A. ${{Xe}}{{{F}}_4}$
B. ${{Xe}}{{{O}}_2}{{{F}}_2}$
C. ${{ClO}}_3^ -$
D. ${{Br}}{{{F}}_3}$

Answer 1

Hybridization of a molecule can be determined using VSEPR theory, i.e. valence shell electron pair repulsion theory. The main principle of this theory is that the electrons repel each other. So the atoms in a molecule get separated from each other to avoid the repulsion.

Complete answer:
Let’s find the molecule having ${{s}}{{{p}}^3}{{d}}$ hybridization by finding the hybridization of each of the molecules. Hybridization can be calculated using steric numbers. The formula of steric number is given below:
Steric number $=$ $\dfrac{1}{2}$ (number of valence electrons on central atom $+$ number of atoms bonded to the central atom $-$ positive charge on molecule $+$ negative charge on the molecule)
A. Valence electrons of ${{Xe}}$ is $8$ . There are four ${{F}}$ atoms. There are no positive or negative charges on the molecule.
Thus the steric number $= \dfrac{1}{2}\left( {8 + 4 - 0 + 0} \right) = 6$
Molecules having steric number $6$ have hybridization ${{s}}{{{p}}^3}{{{d}}^2}$ or ${{{d}}^2}{{s}}{{{p}}^3}$.
B. Similarly let’s calculate the steric number of ${{Xe}}{{{O}}_2}{{{F}}_2}$. Valence electrons of ${{Xe}}$ is $8$. There are only two monovalent atoms bonded to the central atom, i.e. two fluorine atoms.
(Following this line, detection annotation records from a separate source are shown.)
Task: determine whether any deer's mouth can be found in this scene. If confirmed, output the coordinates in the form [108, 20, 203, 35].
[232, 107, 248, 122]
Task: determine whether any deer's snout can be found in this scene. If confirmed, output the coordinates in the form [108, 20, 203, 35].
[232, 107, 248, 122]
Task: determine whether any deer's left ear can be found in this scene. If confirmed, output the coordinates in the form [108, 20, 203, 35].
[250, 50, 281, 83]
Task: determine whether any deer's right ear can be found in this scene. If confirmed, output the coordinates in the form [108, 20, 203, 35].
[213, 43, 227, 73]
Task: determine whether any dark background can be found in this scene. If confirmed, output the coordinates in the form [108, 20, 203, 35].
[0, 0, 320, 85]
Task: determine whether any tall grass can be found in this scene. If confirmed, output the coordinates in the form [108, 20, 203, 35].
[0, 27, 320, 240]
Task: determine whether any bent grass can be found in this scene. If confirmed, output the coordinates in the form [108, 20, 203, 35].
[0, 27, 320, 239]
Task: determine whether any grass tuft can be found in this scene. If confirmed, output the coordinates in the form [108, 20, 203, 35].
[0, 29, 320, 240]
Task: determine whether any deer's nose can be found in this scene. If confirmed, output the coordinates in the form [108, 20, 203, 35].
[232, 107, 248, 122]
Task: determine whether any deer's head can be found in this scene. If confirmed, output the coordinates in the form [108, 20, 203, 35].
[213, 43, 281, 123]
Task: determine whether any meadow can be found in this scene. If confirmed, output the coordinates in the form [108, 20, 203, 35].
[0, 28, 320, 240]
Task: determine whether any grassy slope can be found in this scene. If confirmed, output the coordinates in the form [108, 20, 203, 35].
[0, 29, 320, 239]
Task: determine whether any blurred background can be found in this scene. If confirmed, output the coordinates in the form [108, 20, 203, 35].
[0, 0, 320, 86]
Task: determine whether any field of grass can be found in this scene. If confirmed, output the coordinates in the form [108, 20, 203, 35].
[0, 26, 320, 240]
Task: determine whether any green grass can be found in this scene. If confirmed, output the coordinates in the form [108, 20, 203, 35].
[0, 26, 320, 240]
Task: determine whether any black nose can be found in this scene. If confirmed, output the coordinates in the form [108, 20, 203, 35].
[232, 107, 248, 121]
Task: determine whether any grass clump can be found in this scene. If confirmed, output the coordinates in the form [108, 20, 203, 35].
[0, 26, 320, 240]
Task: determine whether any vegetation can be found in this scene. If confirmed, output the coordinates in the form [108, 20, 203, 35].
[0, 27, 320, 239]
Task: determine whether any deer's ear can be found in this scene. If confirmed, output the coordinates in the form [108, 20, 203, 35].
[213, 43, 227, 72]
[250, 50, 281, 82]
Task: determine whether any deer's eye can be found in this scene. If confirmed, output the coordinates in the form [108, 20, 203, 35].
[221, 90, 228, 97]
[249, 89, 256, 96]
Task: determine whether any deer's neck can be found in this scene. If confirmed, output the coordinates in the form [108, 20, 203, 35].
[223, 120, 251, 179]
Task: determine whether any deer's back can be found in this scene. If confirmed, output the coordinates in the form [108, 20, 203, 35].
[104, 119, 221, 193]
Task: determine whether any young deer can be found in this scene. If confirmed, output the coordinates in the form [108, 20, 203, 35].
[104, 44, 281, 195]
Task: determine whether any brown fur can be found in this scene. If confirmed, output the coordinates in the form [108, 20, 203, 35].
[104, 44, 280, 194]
Oxygen is a divalent atom.
Thus the steric number $= \dfrac{1}{2}\left( {8 + 2 - 0 + 0} \right) = 5$
Molecules having steric number $5$ have hybridization ${{s}}{{{p}}^3}{{d}}$.
C. Here, the central atom is chlorine. The valence electrons of chlorine is $7$. There are no monovalent atoms, but there is an anionic charge.
Thus the steric number $= \dfrac{1}{2}\left( {7 + 0 - 0 + 1} \right) = 4$
Molecules having steric number $4$ have hybridization ${{s}}{{{p}}^3}$.
D. In ${{Br}}{{{F}}_3}$, bromine is the central atom having $7$ valence electrons and three monovalent atoms.
Thus the steric number $= \dfrac{1}{2}\left( {7 + 3 - 0 + 0} \right) = 5$
Molecules having steric number $5$ have hybridization ${{s}}{{{p}}^3}{{d}}$.
Thus the molecules having ${{s}}{{{p}}^3}{{d}}$ hybridization are ${{Xe}}{{{O}}_2}{{{F}}_2}$ and ${{Br}}{{{F}}_3}$.
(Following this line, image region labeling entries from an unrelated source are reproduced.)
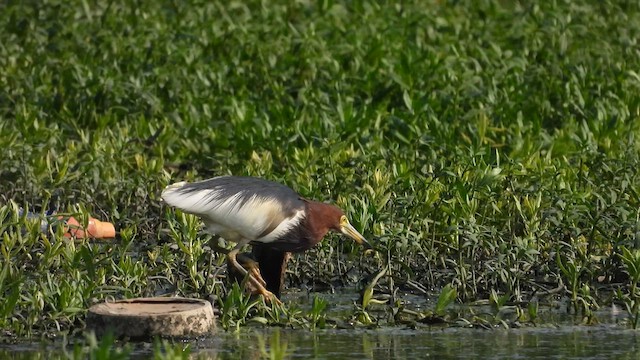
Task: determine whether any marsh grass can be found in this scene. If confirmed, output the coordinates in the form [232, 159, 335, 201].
[0, 0, 640, 336]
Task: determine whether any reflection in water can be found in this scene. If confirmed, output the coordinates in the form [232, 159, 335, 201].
[188, 326, 640, 359]
[0, 325, 640, 360]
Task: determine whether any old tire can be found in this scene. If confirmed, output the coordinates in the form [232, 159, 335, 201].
[87, 297, 215, 339]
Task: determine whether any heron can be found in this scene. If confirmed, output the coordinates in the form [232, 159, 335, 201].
[162, 176, 372, 301]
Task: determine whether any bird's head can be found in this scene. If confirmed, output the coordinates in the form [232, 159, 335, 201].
[333, 211, 373, 249]
[307, 201, 373, 249]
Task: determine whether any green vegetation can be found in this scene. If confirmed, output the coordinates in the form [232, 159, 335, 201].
[0, 0, 640, 338]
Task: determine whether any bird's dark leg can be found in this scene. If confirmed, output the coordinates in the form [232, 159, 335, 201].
[252, 245, 291, 298]
[209, 237, 267, 286]
[227, 239, 280, 303]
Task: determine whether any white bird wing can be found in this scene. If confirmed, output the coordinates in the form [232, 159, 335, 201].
[162, 176, 305, 242]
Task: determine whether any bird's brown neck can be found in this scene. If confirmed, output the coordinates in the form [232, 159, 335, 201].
[305, 200, 337, 246]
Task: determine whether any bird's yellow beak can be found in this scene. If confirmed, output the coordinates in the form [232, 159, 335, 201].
[340, 216, 373, 249]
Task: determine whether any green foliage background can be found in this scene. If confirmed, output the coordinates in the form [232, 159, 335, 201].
[0, 0, 640, 333]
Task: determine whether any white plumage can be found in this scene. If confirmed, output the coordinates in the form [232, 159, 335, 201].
[162, 182, 304, 243]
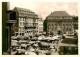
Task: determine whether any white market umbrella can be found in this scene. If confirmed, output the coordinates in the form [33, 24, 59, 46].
[38, 37, 42, 40]
[28, 52, 36, 55]
[21, 44, 27, 47]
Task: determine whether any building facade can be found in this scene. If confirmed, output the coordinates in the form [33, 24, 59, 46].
[2, 2, 16, 55]
[38, 16, 43, 34]
[46, 11, 74, 34]
[13, 7, 38, 37]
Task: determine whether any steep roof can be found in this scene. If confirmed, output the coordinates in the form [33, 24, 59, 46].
[13, 7, 38, 18]
[49, 11, 70, 16]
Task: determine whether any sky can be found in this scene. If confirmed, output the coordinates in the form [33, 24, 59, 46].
[10, 2, 78, 20]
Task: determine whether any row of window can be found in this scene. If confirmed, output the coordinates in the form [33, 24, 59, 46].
[48, 16, 72, 19]
[48, 23, 72, 26]
[20, 10, 34, 13]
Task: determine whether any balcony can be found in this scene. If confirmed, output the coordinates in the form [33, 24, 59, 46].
[24, 26, 36, 29]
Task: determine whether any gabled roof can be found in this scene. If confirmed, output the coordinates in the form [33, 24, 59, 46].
[13, 7, 38, 18]
[49, 11, 70, 16]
Hence the correct options are B and D.

Note:
The shape of ${{Xe}}{{{O}}_2}{{{F}}_2}$ may be trigonal bipyramidal or see-saw. The bond angles are ${91^ \circ },{105^ \circ },{174^ \circ }$. In the molecule ${{Br}}{{{F}}_3}$, the bond angle is ${86^ \circ }$ and the shape is either trigonal bi pyramidal or octahedral geometry. These assumptions are made using VSEPR theory. The exact information has been introduced in several other theories.